Die Schwäbische Zeitung hatte darüber berichtet, dass der Verlag Kritik für die Titel geerntet hatte. So schrieb eine Nutzerin, das Buch reproduziere „rassistische Stereotype, die ihren Ursprung im Kolonialismus haben“. Auf Twitter entbrannte daraufhin eine heftige Debatte. So schrieb ein Nutzer:

„Man fragt sich, wo unsere Generation alles Probleme nicht gesehen hat. Die Aufmerksamkeit heute – oder sollte ich lächerliche, kleinliche, pingelige, empfindliche Idiotie sagen – ist bemerkenswert. Ihr könnt euch gerne den Spaß an allen nehmen. Ohne mich. I stand with Winnetou/Indianer“

Ein anderer Nutzer merkte ironisch an:

„Erwachsene sollten ihren Kindern nicht von den Märchen ihrer Kindheit erzählen, die sie als Kind gut fanden oder welche Kostüme sie im Karneval trugen – es könnte herauskommen, dass es rassistisch war.“

Die Winnetou-Fortschreibung in Filmform wurde von der Deutschen Film- und Medienbewertung (FBW) als „besonders wertvoll“ ausgezeichnet – trotz des Widerstands einiger Jury-Mitglieder, wie auf der Homepage der FBW zu lesen war:

„Nach Sichtung des Films zeigte sich in der sehr langen Diskussion, dass in der Gesamtbewertung des Films die Jury absolut gespalten war – zwischen vehementer Ablehnung einerseits und großer Zustimmung andererseits. Dies zeigt sich dann auch in der Abstimmung für oder gegen die Erteilung eines Prädikates.“

Einige Jury-Mitglieder sprachen sich jedoch gegen den Film aus. Auf der Homepage ist diesbezüglich zu lesen:

„Nach ihrer Meinung ist es in unserer Zeit nicht mehr zulässig, einen Film und im Besonderen einen Kinder- und Jugendfilm im Geist der mythisch aufgeladenen und sehr klischeehaft darstellenden Karl May–’Folklore‘ zu realisieren. So sei dieser Film ein kitschiges rückwärtsgewandtes Theaterstück, das nichts mit der Realität zu tun habe.“

Mays „literarische Idylle“ sei „eine Lüge, welche den Genozid an den Ureinwohnern Amerikas und das ihnen zugefügte Unrecht der Landnahme der weißen Siedler und der Zerstörung ihres natürlichen Lebensraumes vollkommen“ ausblende. Der Film passe sich „den verkitschten Karl-May–Filmen der 1960er Jahre“ an.
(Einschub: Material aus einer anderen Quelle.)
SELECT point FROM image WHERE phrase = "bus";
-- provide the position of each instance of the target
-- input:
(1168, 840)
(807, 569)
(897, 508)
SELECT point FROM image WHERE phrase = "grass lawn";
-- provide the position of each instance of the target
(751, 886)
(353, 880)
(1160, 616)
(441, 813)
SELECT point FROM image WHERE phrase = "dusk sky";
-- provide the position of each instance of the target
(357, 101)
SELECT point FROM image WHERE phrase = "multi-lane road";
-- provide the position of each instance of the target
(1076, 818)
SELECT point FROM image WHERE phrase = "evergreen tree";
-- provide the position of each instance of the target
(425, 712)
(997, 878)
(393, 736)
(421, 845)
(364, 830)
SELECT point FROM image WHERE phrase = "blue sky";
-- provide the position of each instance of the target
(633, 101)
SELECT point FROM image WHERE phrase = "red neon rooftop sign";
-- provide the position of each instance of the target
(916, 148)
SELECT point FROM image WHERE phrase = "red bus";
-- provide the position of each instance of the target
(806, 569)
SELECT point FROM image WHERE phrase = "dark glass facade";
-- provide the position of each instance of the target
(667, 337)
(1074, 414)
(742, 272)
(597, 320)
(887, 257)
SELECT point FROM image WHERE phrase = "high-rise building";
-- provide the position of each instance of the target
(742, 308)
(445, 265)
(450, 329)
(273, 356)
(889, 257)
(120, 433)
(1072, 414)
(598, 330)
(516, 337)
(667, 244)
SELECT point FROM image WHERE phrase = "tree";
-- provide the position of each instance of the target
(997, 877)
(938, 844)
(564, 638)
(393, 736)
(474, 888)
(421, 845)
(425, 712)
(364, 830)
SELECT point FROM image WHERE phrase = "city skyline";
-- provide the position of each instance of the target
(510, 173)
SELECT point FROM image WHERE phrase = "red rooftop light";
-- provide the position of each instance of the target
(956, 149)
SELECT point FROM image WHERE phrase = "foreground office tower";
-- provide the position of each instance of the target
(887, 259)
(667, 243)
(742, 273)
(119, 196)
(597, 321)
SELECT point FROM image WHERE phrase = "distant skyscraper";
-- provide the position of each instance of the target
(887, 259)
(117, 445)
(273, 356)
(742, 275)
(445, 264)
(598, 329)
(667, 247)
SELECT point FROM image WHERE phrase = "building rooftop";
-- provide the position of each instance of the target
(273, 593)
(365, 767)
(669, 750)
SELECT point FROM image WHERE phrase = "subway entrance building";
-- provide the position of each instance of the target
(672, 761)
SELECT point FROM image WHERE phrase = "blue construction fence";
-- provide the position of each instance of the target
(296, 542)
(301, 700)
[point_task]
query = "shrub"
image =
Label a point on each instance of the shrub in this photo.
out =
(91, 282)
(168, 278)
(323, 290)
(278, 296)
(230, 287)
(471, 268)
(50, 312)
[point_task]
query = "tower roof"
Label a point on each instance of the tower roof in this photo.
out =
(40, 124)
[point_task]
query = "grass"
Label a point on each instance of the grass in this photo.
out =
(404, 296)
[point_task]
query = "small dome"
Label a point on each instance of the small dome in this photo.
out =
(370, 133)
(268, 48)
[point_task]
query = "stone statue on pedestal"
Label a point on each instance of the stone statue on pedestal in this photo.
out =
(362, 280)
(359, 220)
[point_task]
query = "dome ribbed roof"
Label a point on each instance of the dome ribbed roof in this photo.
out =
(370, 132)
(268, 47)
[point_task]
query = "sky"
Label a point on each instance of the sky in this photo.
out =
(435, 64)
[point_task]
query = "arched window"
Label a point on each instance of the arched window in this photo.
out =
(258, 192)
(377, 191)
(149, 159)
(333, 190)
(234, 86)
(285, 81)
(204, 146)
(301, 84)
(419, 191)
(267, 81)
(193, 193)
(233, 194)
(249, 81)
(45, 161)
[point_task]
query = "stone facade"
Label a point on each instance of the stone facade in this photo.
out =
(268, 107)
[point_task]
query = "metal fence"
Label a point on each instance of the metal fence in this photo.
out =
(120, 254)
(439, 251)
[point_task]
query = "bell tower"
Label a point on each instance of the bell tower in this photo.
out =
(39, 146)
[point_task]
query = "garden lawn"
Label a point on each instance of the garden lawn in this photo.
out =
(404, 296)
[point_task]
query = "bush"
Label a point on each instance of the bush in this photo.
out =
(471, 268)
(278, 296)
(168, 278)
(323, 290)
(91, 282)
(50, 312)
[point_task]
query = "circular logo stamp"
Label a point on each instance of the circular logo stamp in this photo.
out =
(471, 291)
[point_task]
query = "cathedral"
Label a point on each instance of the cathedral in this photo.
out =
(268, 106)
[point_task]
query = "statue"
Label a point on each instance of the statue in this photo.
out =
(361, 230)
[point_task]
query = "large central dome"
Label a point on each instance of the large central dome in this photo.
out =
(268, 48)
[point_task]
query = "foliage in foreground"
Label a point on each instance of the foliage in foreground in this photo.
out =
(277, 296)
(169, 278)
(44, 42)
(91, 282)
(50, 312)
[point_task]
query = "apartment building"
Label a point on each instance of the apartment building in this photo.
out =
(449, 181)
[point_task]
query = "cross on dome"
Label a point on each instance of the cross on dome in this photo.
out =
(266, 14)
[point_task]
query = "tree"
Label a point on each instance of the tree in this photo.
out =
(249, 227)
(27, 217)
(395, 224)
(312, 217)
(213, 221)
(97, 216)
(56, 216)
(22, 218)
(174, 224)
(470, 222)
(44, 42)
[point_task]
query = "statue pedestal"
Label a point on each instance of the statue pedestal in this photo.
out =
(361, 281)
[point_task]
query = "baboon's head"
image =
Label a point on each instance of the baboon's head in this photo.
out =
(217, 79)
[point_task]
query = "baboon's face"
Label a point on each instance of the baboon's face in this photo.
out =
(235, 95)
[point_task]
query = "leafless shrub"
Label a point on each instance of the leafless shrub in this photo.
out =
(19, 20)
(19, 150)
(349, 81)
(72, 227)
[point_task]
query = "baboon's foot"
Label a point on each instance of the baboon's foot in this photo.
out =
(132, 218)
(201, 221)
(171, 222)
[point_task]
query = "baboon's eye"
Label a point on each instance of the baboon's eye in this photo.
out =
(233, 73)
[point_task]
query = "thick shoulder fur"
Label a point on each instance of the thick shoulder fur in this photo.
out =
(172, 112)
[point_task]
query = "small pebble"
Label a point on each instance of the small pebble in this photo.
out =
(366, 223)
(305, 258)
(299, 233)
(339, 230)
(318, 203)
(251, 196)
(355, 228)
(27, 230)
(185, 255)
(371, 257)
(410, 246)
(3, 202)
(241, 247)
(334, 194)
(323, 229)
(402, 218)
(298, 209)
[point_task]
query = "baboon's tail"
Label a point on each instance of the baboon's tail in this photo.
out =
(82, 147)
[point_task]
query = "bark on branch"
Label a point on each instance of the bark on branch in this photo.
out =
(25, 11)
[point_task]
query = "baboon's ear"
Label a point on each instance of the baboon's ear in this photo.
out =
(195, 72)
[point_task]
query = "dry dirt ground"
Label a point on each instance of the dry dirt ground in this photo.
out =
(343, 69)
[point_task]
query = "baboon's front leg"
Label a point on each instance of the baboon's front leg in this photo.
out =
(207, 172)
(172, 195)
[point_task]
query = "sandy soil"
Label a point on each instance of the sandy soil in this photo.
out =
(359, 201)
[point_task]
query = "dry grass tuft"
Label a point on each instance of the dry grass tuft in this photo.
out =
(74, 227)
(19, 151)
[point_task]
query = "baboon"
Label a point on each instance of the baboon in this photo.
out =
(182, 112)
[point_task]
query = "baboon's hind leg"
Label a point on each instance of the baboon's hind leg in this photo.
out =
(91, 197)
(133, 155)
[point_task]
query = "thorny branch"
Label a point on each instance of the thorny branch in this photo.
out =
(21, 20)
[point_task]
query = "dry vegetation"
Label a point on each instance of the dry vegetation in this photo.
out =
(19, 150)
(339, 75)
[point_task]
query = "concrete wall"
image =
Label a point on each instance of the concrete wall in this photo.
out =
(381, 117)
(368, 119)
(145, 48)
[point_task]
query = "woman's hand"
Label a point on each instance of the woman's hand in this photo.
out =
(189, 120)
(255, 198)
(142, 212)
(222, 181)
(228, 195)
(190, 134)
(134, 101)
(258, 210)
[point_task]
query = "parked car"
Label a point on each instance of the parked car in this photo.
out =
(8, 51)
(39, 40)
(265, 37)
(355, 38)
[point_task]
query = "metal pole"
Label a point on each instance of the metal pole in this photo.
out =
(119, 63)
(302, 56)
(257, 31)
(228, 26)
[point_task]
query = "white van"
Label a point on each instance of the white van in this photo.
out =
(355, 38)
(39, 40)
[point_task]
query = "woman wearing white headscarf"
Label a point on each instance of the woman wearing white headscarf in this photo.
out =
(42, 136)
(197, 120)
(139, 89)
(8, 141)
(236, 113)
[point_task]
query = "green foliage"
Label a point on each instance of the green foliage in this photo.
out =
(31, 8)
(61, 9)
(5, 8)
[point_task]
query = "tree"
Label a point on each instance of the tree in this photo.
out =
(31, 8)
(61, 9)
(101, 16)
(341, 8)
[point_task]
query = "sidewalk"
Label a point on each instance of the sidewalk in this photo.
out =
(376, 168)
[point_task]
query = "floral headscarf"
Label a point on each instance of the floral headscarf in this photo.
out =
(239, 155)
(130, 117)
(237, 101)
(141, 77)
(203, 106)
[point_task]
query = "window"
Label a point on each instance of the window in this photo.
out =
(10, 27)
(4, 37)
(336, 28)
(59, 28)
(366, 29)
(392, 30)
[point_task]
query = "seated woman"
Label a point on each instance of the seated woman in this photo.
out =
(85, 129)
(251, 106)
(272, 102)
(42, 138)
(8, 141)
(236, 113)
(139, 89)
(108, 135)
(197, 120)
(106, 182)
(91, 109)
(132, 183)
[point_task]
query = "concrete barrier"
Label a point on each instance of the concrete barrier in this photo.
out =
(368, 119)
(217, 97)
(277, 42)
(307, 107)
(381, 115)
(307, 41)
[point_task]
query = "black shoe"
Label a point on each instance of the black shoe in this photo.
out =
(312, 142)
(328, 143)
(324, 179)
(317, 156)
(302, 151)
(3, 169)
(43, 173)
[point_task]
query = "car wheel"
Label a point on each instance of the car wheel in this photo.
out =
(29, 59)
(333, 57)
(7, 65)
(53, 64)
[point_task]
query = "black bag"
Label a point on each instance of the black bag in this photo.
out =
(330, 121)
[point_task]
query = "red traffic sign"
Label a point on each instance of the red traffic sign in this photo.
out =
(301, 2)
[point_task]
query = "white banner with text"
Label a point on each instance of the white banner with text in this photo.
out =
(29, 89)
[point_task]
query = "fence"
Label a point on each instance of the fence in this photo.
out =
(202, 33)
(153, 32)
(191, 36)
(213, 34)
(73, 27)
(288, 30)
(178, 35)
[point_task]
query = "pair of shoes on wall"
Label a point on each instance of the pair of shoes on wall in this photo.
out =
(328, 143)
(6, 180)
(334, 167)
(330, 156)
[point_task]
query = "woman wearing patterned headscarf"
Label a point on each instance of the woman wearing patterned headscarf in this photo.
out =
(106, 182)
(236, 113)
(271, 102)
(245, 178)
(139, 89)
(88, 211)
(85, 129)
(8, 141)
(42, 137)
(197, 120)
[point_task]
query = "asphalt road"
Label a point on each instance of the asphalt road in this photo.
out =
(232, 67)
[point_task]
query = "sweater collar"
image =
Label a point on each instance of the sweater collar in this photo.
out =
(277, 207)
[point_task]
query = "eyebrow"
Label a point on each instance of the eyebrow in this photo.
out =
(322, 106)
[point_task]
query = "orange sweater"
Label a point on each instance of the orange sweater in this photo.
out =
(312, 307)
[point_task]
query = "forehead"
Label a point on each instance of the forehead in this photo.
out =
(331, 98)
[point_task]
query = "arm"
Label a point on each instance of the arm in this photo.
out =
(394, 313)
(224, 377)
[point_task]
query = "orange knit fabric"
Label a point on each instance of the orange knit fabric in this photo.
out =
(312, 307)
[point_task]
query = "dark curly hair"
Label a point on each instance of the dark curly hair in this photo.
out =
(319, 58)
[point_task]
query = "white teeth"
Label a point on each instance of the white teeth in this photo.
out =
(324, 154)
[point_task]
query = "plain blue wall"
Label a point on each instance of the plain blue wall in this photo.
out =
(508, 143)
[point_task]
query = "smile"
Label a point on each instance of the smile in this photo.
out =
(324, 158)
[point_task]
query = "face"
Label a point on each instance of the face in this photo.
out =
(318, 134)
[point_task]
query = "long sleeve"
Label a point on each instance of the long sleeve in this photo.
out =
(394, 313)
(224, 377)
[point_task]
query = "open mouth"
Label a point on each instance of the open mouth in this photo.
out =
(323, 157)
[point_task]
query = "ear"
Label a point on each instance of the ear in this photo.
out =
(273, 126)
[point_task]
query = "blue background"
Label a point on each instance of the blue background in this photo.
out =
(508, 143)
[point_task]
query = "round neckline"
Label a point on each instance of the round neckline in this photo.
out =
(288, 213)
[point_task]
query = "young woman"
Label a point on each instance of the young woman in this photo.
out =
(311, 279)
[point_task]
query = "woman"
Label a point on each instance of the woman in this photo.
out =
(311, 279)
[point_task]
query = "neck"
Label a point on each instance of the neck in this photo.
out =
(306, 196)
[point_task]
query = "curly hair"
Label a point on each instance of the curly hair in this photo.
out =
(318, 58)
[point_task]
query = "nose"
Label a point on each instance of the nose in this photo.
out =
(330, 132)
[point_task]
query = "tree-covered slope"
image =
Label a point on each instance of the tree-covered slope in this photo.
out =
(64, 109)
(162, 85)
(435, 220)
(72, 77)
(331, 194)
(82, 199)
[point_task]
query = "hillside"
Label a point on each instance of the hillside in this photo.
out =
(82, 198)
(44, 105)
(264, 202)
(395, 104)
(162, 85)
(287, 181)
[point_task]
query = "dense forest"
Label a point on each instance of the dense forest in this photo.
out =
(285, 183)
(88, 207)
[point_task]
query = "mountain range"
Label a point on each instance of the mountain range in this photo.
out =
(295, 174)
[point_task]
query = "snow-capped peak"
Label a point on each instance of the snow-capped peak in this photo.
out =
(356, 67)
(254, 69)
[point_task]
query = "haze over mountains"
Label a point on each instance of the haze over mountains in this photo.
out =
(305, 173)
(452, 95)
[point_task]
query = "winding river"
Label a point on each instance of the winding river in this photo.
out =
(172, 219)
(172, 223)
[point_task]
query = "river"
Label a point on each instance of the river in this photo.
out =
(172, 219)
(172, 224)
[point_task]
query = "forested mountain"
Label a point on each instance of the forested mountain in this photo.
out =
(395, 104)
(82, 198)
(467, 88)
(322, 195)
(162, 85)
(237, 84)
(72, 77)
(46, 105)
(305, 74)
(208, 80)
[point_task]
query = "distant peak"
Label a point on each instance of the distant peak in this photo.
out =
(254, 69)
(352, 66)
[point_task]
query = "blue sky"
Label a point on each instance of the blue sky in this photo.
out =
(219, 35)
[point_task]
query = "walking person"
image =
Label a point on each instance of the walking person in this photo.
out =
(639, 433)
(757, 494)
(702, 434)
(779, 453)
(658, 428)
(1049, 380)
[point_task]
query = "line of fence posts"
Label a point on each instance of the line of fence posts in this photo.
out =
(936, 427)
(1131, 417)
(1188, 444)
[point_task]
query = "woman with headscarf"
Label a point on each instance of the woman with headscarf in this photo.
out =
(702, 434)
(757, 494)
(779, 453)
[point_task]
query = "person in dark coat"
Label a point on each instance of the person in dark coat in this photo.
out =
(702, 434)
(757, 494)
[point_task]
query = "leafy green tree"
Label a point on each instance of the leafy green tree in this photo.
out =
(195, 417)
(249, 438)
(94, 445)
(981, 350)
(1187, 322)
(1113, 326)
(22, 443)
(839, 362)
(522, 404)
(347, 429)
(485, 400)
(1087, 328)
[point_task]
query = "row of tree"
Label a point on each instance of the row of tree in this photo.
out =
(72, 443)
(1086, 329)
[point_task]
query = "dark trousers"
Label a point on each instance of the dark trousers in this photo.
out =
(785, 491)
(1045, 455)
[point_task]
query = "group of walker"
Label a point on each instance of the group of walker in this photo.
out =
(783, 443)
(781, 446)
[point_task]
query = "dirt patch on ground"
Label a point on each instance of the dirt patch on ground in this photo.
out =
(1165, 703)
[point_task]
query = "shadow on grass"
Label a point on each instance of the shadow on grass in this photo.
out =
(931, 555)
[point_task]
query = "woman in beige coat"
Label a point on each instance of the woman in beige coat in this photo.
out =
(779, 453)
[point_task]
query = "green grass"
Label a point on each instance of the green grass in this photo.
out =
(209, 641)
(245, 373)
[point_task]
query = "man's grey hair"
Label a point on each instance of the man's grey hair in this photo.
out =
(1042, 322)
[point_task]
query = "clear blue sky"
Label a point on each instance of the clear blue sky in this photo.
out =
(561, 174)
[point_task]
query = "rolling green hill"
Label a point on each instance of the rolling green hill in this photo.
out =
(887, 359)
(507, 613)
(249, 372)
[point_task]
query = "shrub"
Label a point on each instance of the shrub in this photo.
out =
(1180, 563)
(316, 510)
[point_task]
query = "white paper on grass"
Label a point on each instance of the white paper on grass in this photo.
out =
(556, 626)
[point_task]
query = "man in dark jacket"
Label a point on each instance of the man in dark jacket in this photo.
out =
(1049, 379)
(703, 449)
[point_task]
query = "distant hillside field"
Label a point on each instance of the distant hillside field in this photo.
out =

Die Mehrheit der Jury-Mitglieder war jedoch der Meinung, dass bekannt sei, „dass Karl May seine Erzählungen im von ihm so genannten ‚Indianerland‘ und auch im ‚Orient‘ aus seiner Fantasie geschrieben“ habe. Daher könne man May ruhigen Gewissens als „Märchenonkel“ bezeichnen. Dies gelte auch für die berühmten Verfilmungen der Romane in den 60er-Jahren, „welche die Welt der indigenen Völker im absolut klischeehaften Bild darstellten“. Dies in einen Kinderfilm von heute einzubringen sei durchaus legitim, so die Mehrheit der Jury-Mitglieder.